Voice agent frameworks

Software for transport, orchestration, turn management, and providers

Updated June 29, 2026

Implementing a voice agent requires audio capture and transport, endpoint detection, interruption handling, dialogue-state management, and network-failure recovery in addition to the speech and language models. Frameworks provide some or all of this common orchestration infrastructure. Selection depends principally on which components must remain under application control.

Framework components

You get the orchestrator, the conductor that runs the conversation, plus the connective tissue around it. A framework handles the transport: audio in and out over WebRTC for the browser or a telephony connection for phones, plus the connection lifecycle when networks misbehave. It handles the turn logic, integrating voice activity detection and endpointing so the agent knows when to talk and barge-in so it stops when interrupted. It handles the pipeline plumbing, streaming partial recognition into the model and the model's tokens into synthesis so the stages overlap instead of block. It gives you provider plugins, swappable adapters for different STT, LLM, and TTS services. And it gives you the application hooks: tool calling, conversation state and context, and observability.

A framework gives you everything in the architecture diagram except the three core models, which you supply.

Major framework types

Two open-source frameworks anchor the space, with managed platforms above them.

Pipecat is an open-source Python framework originated by Daily. It models a voice agent as a pipeline of processors through which audio and text flow, with built-in handling for the real-time concerns above and a wide set of provider plugins. You self-host it, so you keep control of the whole stack.

LiveKit Agents builds on LiveKit's WebRTC infrastructure, which gives it strong transport and telephony out of the box, and adds an agents layer for turn-taking, tool use, and multi-agent workflows. Pick it when you want the media plumbing and the agent logic from one place.
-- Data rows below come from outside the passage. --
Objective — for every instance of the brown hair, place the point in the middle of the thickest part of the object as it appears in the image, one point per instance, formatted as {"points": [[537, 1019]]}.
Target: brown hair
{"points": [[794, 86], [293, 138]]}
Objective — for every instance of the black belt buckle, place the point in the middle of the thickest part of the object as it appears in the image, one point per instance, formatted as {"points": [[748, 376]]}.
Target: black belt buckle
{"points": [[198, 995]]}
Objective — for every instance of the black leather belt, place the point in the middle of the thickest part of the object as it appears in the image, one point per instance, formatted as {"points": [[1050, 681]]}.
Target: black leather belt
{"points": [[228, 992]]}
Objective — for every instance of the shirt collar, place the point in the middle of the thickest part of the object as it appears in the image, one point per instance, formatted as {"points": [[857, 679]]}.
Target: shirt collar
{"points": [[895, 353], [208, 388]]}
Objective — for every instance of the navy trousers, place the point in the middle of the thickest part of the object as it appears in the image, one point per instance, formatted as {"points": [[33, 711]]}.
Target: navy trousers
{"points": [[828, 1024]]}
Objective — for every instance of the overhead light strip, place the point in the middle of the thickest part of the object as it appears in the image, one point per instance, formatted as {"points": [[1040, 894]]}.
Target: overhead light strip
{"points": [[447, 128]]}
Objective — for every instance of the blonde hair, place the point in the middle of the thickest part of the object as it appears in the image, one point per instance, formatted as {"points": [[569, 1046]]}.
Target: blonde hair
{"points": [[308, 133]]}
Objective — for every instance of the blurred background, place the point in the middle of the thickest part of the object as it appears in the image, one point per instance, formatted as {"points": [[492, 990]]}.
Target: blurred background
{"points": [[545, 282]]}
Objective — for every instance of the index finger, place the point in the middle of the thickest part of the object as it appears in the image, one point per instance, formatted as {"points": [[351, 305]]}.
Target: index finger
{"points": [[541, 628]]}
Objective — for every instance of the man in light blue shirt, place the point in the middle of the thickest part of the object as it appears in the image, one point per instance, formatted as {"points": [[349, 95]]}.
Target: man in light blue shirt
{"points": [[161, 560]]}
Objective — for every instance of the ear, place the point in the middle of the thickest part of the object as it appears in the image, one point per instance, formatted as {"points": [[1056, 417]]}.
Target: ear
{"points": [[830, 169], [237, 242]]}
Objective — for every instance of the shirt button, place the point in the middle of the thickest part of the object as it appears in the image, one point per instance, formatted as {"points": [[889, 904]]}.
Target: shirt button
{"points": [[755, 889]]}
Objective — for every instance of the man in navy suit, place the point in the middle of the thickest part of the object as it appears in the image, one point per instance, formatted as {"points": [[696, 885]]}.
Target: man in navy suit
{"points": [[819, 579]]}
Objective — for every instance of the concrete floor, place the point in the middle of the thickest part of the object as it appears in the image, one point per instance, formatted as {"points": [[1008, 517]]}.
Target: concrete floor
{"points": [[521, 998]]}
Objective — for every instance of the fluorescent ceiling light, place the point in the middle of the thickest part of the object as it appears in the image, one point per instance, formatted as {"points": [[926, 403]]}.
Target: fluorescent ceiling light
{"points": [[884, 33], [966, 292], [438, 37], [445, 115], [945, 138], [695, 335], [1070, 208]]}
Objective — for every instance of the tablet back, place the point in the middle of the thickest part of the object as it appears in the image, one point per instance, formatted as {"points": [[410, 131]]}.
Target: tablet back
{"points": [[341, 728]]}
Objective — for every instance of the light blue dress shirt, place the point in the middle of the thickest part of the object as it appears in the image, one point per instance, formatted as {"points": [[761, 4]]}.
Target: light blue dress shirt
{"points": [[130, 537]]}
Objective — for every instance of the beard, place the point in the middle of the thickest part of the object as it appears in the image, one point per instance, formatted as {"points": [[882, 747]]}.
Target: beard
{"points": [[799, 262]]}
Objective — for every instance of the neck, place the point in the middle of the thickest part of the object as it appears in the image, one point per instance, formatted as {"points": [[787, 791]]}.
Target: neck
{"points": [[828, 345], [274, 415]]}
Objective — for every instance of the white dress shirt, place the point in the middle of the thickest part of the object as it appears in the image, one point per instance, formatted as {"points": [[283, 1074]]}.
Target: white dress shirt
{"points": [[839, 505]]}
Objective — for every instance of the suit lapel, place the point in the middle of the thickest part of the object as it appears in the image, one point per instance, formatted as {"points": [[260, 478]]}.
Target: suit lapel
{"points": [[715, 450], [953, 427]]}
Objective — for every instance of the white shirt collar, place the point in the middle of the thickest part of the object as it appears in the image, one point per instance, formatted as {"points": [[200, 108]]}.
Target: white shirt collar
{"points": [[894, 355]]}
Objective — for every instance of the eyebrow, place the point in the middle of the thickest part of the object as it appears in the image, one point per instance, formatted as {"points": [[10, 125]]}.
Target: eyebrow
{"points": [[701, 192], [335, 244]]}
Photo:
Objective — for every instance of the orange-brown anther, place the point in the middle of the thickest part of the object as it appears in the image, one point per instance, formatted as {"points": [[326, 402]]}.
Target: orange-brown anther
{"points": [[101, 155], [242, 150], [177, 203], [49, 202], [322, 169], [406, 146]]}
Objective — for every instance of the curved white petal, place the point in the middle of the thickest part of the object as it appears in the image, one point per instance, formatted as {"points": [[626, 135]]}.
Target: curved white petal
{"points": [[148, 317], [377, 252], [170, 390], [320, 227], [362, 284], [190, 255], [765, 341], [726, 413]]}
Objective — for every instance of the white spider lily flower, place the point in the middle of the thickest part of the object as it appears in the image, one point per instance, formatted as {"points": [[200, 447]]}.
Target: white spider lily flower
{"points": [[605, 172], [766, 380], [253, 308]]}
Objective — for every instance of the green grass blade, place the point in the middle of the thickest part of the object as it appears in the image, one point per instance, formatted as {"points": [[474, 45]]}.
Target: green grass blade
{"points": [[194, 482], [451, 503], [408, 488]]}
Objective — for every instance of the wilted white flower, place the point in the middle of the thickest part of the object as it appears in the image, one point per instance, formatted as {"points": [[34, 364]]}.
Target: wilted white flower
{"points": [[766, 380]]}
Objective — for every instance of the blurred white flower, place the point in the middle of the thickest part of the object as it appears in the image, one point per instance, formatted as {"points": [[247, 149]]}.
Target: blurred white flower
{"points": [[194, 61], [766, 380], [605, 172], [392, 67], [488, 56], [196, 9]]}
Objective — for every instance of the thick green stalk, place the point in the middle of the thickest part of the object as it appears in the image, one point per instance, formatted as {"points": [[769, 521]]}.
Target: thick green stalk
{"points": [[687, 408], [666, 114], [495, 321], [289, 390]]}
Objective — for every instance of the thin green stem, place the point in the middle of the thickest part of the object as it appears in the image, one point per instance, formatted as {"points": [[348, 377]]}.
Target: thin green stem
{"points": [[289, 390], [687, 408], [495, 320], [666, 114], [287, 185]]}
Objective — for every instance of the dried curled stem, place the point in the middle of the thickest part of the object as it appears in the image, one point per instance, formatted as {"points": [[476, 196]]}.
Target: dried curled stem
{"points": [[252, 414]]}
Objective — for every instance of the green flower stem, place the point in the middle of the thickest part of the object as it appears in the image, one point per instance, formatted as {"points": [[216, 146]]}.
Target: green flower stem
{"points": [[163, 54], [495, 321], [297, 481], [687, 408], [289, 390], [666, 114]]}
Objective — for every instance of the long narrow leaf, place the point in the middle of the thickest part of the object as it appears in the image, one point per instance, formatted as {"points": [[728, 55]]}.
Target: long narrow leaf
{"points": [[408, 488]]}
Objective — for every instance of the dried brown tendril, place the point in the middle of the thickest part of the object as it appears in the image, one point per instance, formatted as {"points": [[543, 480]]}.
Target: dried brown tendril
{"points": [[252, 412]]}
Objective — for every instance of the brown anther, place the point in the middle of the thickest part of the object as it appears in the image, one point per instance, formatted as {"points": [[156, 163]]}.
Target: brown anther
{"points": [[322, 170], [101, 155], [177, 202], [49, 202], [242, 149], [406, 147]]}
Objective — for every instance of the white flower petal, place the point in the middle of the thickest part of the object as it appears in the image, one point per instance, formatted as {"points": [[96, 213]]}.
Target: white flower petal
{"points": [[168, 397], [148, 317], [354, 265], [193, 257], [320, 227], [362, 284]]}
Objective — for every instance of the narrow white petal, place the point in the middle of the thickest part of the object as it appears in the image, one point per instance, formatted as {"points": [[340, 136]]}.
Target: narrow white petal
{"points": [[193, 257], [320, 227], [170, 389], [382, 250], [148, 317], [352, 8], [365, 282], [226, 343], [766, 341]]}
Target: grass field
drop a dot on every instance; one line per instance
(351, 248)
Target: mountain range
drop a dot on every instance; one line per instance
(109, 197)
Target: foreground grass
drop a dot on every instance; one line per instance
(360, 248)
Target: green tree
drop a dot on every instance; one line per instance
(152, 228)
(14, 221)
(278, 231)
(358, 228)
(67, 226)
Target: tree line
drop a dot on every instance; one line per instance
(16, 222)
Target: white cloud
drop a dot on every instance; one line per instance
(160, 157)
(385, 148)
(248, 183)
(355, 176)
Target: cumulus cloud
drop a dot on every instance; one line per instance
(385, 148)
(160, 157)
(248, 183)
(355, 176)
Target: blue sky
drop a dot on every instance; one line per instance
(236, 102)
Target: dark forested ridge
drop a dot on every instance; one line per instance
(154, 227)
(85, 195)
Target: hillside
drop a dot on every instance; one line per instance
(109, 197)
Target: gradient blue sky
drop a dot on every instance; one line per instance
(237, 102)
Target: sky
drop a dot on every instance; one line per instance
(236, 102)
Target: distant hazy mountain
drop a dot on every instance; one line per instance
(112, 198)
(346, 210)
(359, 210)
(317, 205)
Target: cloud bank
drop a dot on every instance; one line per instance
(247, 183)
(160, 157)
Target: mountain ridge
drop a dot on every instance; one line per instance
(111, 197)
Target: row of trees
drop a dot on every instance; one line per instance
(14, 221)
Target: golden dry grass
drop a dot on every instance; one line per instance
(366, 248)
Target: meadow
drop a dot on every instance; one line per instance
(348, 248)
Above these sit managed platforms, hosted services that run the entire agent for you, where you configure behavior rather than operate infrastructure. General-purpose automation tools like n8n connect voice transcription into broader workflows. The roster changes quickly; the category is what matters.

Framework and platform trade-offs

For most teams the open-source framework is the right call. You keep control of your data, providers, and logic, and you skip the plumbing everyone else also has to write. Pipecat and LiveKit Agents both put you there.
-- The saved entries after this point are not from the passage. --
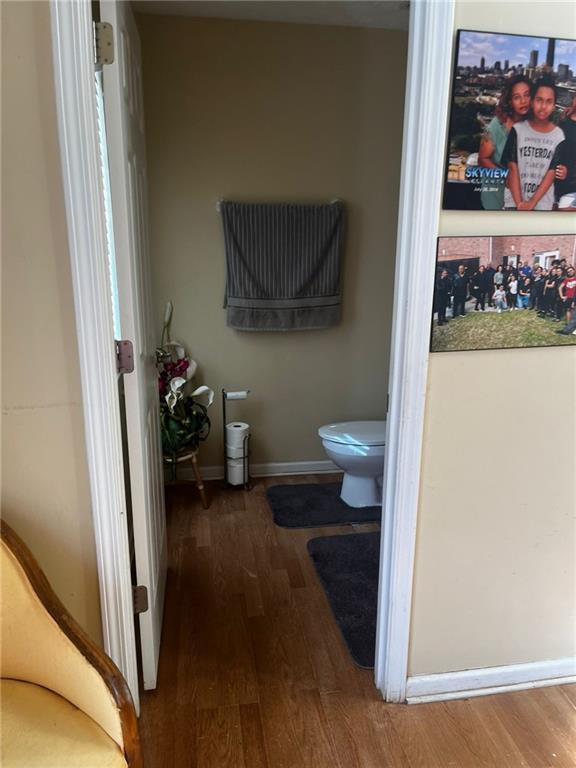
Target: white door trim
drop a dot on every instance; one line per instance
(488, 680)
(425, 120)
(431, 36)
(77, 125)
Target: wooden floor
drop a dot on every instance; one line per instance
(254, 673)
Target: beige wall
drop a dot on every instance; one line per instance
(45, 494)
(495, 562)
(273, 112)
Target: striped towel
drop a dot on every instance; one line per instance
(283, 265)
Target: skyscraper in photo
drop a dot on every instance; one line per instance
(550, 53)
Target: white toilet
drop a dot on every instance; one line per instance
(357, 447)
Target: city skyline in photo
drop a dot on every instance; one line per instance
(516, 49)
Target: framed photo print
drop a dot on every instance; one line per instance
(512, 133)
(509, 291)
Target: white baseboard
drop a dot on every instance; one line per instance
(486, 681)
(265, 470)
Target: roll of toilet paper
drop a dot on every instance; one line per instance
(235, 472)
(240, 395)
(234, 453)
(236, 431)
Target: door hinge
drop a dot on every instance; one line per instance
(124, 356)
(140, 599)
(103, 43)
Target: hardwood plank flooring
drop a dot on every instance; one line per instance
(254, 672)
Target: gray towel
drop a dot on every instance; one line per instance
(283, 265)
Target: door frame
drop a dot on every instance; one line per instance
(430, 44)
(72, 45)
(427, 87)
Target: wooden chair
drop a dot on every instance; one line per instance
(191, 456)
(64, 702)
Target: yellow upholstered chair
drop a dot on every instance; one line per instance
(64, 703)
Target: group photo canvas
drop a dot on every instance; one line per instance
(498, 292)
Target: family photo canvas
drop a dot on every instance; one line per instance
(512, 134)
(507, 291)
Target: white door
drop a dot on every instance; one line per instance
(127, 163)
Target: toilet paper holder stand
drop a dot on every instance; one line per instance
(245, 443)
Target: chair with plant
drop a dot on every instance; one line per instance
(184, 420)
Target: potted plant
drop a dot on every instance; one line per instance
(184, 421)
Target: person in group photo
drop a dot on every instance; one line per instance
(565, 175)
(499, 298)
(460, 288)
(531, 153)
(479, 288)
(524, 283)
(512, 289)
(442, 295)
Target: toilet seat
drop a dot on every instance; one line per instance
(355, 433)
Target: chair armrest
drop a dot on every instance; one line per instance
(43, 644)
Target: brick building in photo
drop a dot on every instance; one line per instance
(532, 249)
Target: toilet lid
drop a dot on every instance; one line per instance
(355, 432)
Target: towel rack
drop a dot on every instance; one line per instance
(332, 202)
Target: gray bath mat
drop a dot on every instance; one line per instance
(312, 505)
(348, 569)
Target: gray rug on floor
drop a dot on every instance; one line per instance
(311, 505)
(348, 569)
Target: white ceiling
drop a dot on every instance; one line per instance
(381, 14)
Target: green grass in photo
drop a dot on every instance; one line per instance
(490, 330)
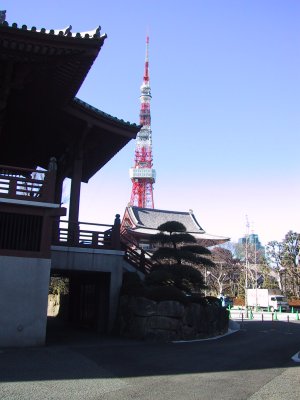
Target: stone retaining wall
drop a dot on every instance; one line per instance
(141, 318)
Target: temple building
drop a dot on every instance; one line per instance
(140, 224)
(47, 134)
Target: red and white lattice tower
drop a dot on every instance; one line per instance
(142, 174)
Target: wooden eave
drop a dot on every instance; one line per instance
(40, 74)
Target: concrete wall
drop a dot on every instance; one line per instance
(24, 285)
(79, 259)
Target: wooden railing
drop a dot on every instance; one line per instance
(87, 235)
(27, 184)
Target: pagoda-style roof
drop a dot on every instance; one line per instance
(41, 72)
(142, 223)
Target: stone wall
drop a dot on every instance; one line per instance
(141, 318)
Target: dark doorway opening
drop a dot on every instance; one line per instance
(83, 305)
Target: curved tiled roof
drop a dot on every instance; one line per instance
(103, 114)
(65, 32)
(152, 218)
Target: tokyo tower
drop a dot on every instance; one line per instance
(142, 174)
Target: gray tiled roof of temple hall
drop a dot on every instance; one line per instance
(152, 218)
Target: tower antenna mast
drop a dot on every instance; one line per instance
(142, 175)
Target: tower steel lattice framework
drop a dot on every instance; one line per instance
(142, 174)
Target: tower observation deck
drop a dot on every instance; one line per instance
(142, 175)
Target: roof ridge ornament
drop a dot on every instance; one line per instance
(2, 16)
(93, 33)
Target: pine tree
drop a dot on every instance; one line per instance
(179, 259)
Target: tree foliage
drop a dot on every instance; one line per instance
(178, 259)
(284, 257)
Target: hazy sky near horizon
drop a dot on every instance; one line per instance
(225, 80)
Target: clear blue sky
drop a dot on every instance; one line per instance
(225, 79)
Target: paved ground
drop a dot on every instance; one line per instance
(253, 363)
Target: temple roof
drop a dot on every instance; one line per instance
(151, 218)
(143, 223)
(41, 72)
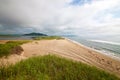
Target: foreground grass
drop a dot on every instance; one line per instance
(5, 49)
(48, 38)
(52, 68)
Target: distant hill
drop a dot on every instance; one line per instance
(35, 34)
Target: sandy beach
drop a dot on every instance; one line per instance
(68, 49)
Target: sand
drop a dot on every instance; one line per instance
(68, 49)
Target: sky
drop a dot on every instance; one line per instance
(61, 17)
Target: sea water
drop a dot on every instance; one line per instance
(110, 47)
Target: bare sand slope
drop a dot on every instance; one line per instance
(73, 51)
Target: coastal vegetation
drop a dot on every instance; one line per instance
(5, 49)
(51, 67)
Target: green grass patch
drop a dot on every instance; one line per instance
(48, 38)
(5, 49)
(51, 67)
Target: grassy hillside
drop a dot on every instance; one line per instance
(5, 49)
(52, 68)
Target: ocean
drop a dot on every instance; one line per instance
(107, 46)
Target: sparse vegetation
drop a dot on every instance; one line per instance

The two ends are for narrower cases. Roll your own orchestrator only when your requirements do not fit existing tools, because you then maintain the hard real-time loop forever. A managed platform gets you live fastest, right when your needs are standard and you do not want to own the internals at all. Everything else, which is most of it, sits in the middle.

Provider interfaces

The open frameworks do not lock you to a particular recognizer, model, or voice. Each is a swappable plugin, so you pick the best component for each job and change it as the field moves. A single speech-to-speech model sits at the other end, where the whole agent is one vendor's system. The swappable design is also why a recognition and synthesis provider integrates with a framework rather than competing with it: the framework supplies the conductor, the provider supplies the ears and the voice, and you choose both.

Common questions

What does a voice agent framework do?

It builds the conductor for you: the orchestrator and the real-time plumbing around it. You supply only the three core models, the speech-to-text, the language model, and the text-to-speech, and the framework wires them into a responsive conversation. It gives you everything in the architecture diagram except those three.

What is the difference between Pipecat and LiveKit Agents?
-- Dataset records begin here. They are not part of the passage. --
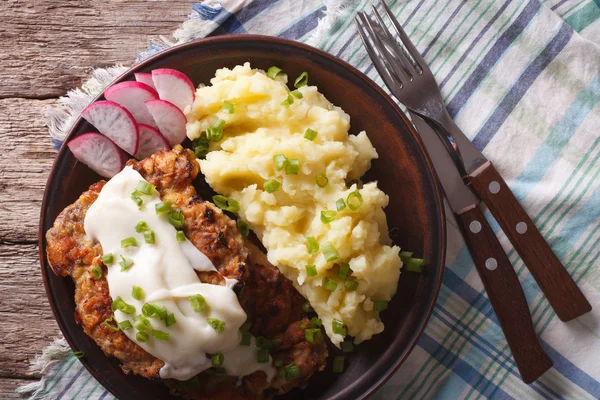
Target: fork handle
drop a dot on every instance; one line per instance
(506, 295)
(561, 291)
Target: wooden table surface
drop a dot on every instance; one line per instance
(46, 48)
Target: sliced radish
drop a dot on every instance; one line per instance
(144, 77)
(99, 153)
(173, 86)
(132, 96)
(151, 141)
(170, 120)
(115, 122)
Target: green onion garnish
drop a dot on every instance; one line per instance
(141, 227)
(344, 270)
(338, 327)
(351, 285)
(328, 216)
(198, 302)
(129, 242)
(273, 71)
(311, 244)
(228, 107)
(108, 259)
(217, 359)
(271, 186)
(330, 252)
(354, 200)
(330, 284)
(321, 180)
(97, 272)
(338, 364)
(163, 206)
(149, 237)
(160, 335)
(243, 228)
(216, 324)
(138, 293)
(125, 263)
(302, 80)
(226, 204)
(310, 134)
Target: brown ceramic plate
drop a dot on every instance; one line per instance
(403, 171)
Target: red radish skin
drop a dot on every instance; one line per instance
(144, 77)
(174, 86)
(151, 141)
(99, 153)
(115, 122)
(132, 96)
(170, 120)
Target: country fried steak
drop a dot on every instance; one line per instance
(268, 298)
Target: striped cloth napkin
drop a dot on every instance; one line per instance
(522, 79)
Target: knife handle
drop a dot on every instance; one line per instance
(561, 291)
(506, 295)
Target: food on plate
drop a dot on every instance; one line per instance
(164, 282)
(287, 160)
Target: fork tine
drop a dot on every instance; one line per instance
(412, 50)
(363, 31)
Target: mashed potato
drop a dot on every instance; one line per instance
(237, 166)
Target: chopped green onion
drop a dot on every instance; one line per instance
(328, 216)
(344, 270)
(243, 228)
(271, 186)
(302, 80)
(163, 206)
(379, 305)
(160, 335)
(338, 327)
(228, 107)
(354, 200)
(347, 346)
(306, 307)
(129, 242)
(149, 237)
(291, 167)
(138, 293)
(312, 335)
(97, 272)
(330, 252)
(108, 259)
(338, 364)
(216, 324)
(226, 204)
(292, 372)
(198, 302)
(310, 134)
(142, 336)
(311, 244)
(217, 359)
(145, 188)
(321, 180)
(125, 263)
(124, 325)
(263, 356)
(273, 71)
(141, 227)
(351, 285)
(330, 284)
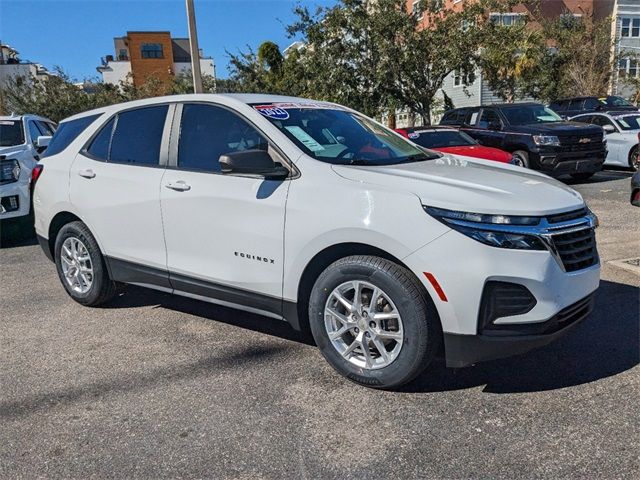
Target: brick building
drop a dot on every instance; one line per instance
(625, 14)
(142, 55)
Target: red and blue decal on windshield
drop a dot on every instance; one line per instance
(271, 111)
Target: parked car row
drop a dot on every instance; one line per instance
(22, 140)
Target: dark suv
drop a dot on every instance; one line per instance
(536, 136)
(569, 107)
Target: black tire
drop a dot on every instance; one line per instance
(422, 333)
(522, 158)
(634, 158)
(582, 176)
(102, 288)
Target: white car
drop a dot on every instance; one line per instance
(22, 140)
(623, 132)
(312, 213)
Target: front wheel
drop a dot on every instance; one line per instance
(81, 267)
(373, 322)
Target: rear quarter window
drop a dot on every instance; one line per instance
(137, 136)
(67, 132)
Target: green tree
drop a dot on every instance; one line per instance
(581, 58)
(511, 59)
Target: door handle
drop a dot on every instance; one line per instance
(88, 173)
(179, 186)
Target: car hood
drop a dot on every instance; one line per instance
(466, 184)
(557, 128)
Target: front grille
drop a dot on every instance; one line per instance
(576, 249)
(580, 143)
(566, 216)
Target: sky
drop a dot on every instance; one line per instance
(75, 34)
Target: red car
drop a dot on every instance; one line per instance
(450, 140)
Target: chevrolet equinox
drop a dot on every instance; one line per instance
(312, 213)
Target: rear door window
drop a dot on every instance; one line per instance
(488, 117)
(67, 132)
(137, 136)
(208, 131)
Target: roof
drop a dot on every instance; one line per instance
(226, 98)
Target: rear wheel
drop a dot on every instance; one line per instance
(521, 158)
(372, 321)
(81, 267)
(582, 176)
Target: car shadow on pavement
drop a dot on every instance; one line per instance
(605, 344)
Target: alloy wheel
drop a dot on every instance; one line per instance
(76, 265)
(363, 325)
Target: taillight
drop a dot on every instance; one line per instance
(35, 174)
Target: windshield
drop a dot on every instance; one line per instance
(530, 114)
(327, 133)
(614, 101)
(628, 122)
(441, 138)
(11, 133)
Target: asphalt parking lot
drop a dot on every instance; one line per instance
(160, 386)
LiveKit Agents bundles the media infrastructure with the agent logic; Pipecat does not. Pick LiveKit when you want transport and telephony from the same source as your turn-taking and tool use, since it builds on LiveKit's WebRTC layer. Pick Pipecat when you want to self-host a pipeline of processors and pick your own transport. Both keep providers swappable, so neither locks you in.

Should I use a framework or a managed voice agent platform?

Default to the open-source framework: you keep control of data, providers, and logic without rebuilding the plumbing. Reach for a managed platform only when your needs are standard and you want to configure rather than operate, and roll your own orchestrator only when neither fits, because you then maintain the real-time loop forever.

Do frameworks lock me into specific STT, LLM, or TTS providers?

No, every component is a swappable plugin. You choose the best recognizer, model, and voice for each job and change any one as the field moves. A single speech-to-speech model works the opposite way, with the whole agent as one vendor's system and nothing to swap.

References

  1. Soniox (2026). Build a voice agent with Pipecat and Soniox. Soniox documentation.